Me llama todos los días, pero no acepta instalarse en La Jaralera. De cuando en cuando me largo a la Capital del Reino y sofoco mis ansias íntimas con ella. El fantasma de Marisol puede con su resistencia. El pasado sábado me lo confesó, después de echar un polvete en su suite del Ritz.

—Aquí soy libre. En tu casa no podría hacerlo. Me aterroriza tu madre. Y tus recuerdos.

Mujer maravillosa. Mi jaguara. Rubia y rizada. Guitarra de Cartagena de Indias.

Cuerpo cobrizo, piel de crema. Más dinero que yo. También eso, por qué no reconocerlo, me gusta.

—Marisol ya no está, amor mío. Y me quiero casar contigo. Olvida los fantasmas.

—Marisol está encantada, allá donde esté, de nuestro amor. Pero temo a tu madre.

No la temo, la odio. Pisaría su cabeza con muchísimo gusto.

—Con noventa y cuatro años, poca cabeza le queda.

—Ésa te entierra, Cristian. Ésa te entierra.

«¡Marsa! Estoy en mi cuarto, solo, y tú no vienes. Sin ti y sin Tomás no soy nadie.

Me da vueltas la cama, pero mucho me temo que sea mi alma la que baila con mis tristezas.»

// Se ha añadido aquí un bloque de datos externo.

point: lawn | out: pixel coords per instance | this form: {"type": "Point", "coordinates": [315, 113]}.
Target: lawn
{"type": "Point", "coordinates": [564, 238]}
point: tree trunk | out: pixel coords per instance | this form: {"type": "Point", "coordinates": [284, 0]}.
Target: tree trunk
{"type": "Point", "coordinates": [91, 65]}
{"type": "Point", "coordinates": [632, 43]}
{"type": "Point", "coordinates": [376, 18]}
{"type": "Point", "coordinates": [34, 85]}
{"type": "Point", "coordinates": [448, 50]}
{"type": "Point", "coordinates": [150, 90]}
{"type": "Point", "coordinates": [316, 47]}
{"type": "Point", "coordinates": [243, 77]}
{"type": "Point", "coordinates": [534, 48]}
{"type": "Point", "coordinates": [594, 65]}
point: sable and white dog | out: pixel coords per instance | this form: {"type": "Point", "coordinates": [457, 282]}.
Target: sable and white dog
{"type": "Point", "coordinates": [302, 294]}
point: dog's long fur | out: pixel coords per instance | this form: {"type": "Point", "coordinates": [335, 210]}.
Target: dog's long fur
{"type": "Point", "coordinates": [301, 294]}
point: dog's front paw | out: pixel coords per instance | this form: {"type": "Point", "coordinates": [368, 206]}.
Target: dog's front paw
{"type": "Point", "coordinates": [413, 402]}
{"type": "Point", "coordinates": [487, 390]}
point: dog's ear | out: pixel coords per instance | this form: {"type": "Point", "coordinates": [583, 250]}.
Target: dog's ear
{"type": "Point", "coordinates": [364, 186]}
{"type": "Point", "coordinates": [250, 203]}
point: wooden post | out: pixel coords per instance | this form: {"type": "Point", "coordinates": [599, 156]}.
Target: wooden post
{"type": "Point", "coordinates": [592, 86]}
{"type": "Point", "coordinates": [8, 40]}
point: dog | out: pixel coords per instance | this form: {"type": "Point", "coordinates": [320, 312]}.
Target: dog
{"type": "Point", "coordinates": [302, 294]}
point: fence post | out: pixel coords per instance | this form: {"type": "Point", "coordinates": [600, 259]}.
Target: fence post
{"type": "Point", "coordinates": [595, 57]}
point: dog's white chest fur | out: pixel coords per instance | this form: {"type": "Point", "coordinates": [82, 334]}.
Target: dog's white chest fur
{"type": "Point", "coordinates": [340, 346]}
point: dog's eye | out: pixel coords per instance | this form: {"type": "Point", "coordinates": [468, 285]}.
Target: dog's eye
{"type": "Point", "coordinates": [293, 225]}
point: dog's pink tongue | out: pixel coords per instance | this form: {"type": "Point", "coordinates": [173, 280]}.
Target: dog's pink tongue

Está claro que La Jaralera me pesa. Tengo que cambiar de aires. Marsa me ha sugerido San Petersburgo, pero a mí los rusos me dan miedo. Además, que de allí eran los zares, tíos lejanos de mi primera novia, Olimpia de Bolka-Romanov y Repullés, con la que Mamá me quiso casar hace ya cinco años. Pienso en Olimpia y me salen granos con pus. Mujer horrible, autoritaria y lo peor, juguetona. Una tarde, ya instalada en casa, entré en el salón y Olimpia estaba escondida detrás de las cortinas. Me tapó los ojos con sus grasientas manos y me soltó un «Cucú, ¿quién soy?», que todavía me acompaña en mis pesadillas. Piel de chacha. Y pelirroja.

Prefiero un rotweiller galopando hacia mis piernas con afanes de mutilación a una pelirroja con ciento ochenta y siete centímetros de estatura. Y encima, que se dedique a esconderse tras las cortinas para jugar al «Cucú, ¿quién soy?».

En Madrid, dos años hace, me la topé en plena calle de Serrano. Crucé la calzada sin mirar. Un autobús estuvo a punto de atropellarme. Olimpia me reconoció y no paró de insultarme hasta que desaparecí por Ayala abajo. Recuerdo con especial desagrado el término «pichafloja», que repitió con insistencia. Me refugié en Embassy, donde me encontré con mis primos Dolo y Carlos Domecq que estaban en su segunda luna de miel, acarameladísimos. Carlos me notó atribulado.